Final answer:
With a 4% annual interest rate, Mark should choose the annuity payments since their present value is higher than the lump sum offer. If the rate was 8%, the annuity is still preferable, but if Mark can earn over 8%, further calculations would be needed to decide.
Step-by-step explanation:
To determine which pension option Mark should select, we must calculate the present value (PV) of the annuity he was offered (the payments of $16,000 for 25 years) and compare it to the lump sum amount of $200,000. Using the formula for the present value of an annuity:
PV = P * [(1 - (1 + r)^(-n)) / r]
Where P is the payment amount, r is the annual interest rate, and n is the number of payments.

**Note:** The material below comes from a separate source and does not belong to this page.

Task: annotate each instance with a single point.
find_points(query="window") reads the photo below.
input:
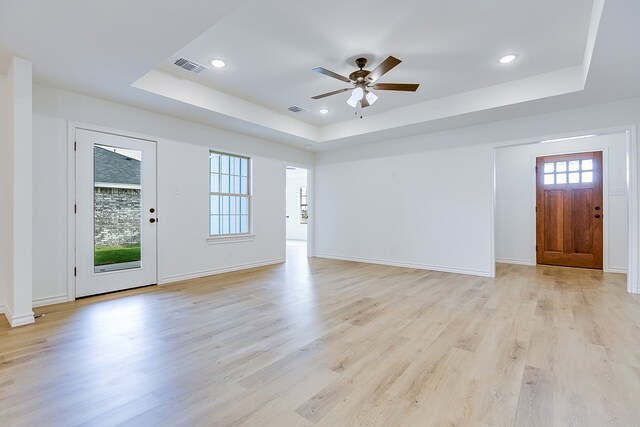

For an interest rate of 4%, we calculate:
PV = $16,000 * [(1 - (1 + 0.04)^(-25)) / 0.04] = $267,298.79
Since the present value of the annuity ($267,298.79) at 4% is greater than the lump sum offer ($200,000), Mark should choose the annuity payments.
At 8% interest, the calculation would be:
PV = $16,000 * [(1 - (1 + 0.08)^(-25)) / 0.08] = $202,922.69
At 8%, the present value of the annuity payments is closer to the lump sum amount but still greater, so Mark should still choose the annuity payments. However, if Mark believes he can earn a higher return than 8%, he would need to perform additional calculations to decide.
Mark would be indifferent between the two options when the present value of the annuity payments equals the lump sum offer of $200,000. This would occur at an interest rate where:
$200,000 = $16,000 * [(1 - (1 + r)^(-25)) / r]
By solving this equation, we can find the approximate interest rate that would make both options equivalent.